1. Automatic control of composition of product streams. Operators commonly overreflux conventional columns with a single top product and a single bottom product. Extra heat is used to ensure the meeting or exceeding of specified product purities.

Geyer and Kline1 give, as an example, a 70-tray column separating a mixture with a relative volatility of 1.4 and with specifications of 98 percent low boilers overhead and 99.6 percent high boilers in the base. If the operator adds enough boilup and reflux to increase overhead purity to 99 percent and base purity to 99.7 percent, an increase of 8 percent in energy consumption results.

2. Feed provided at the proper feed tray. It can be shown that this results in a lower energy requirement per pound of feed than would feeding on any other tray. As feed composition or enthalpy deviates from design values, the optimum feed-tray location also changes.

3. Column operation at minimum pressure.2 Lower pressure usually means higher relative volatility. Therefore, the necessary separations can be accomplished with lower boilup/feed and reflux/feed ratios. Condenser capacity may be limited, however, and the column may flood at lower boilup rates than it would when operating at higher pressures.

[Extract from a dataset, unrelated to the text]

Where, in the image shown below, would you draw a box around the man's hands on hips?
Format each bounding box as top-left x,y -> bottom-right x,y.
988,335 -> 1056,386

4. Use of lowest pressure steam available.1 In many plants excess low-pressure steam is available that otherwise would be vented to the atmosphere. This steam is usually cheaper than high-pressure steam. Where reboiler AT might be too small if the steam were throttled, one may use a partially flooded reboiler (see Chapters 4 and 15) and throttle condensate. Since low-pressure steam is seldom available at constant pressure or steam quality, pressure and temperature compensation of flow measurements is highly desirable if steam is throttled instead of condensate.

5. Use of steam condensate receivers. In many plants steam traps require considerable maintenance and have significant leakage. The use of steam condensate receivers instead of traps reduces maintenance and steam losses.

6. Possible use of mechanical vacuum pumps. For vacuum columns there is some opinion1 that mechanical vacuum pumps offer energy savings over steam jets. The difference, however, is usually small.

7. Dry distillation. For columns now using live steam, it is sometimes economical to switch to steam-heated reboilers.

8. Insulation. Older columns, designed before the energy crunch, can often benefit from new, increased insulation.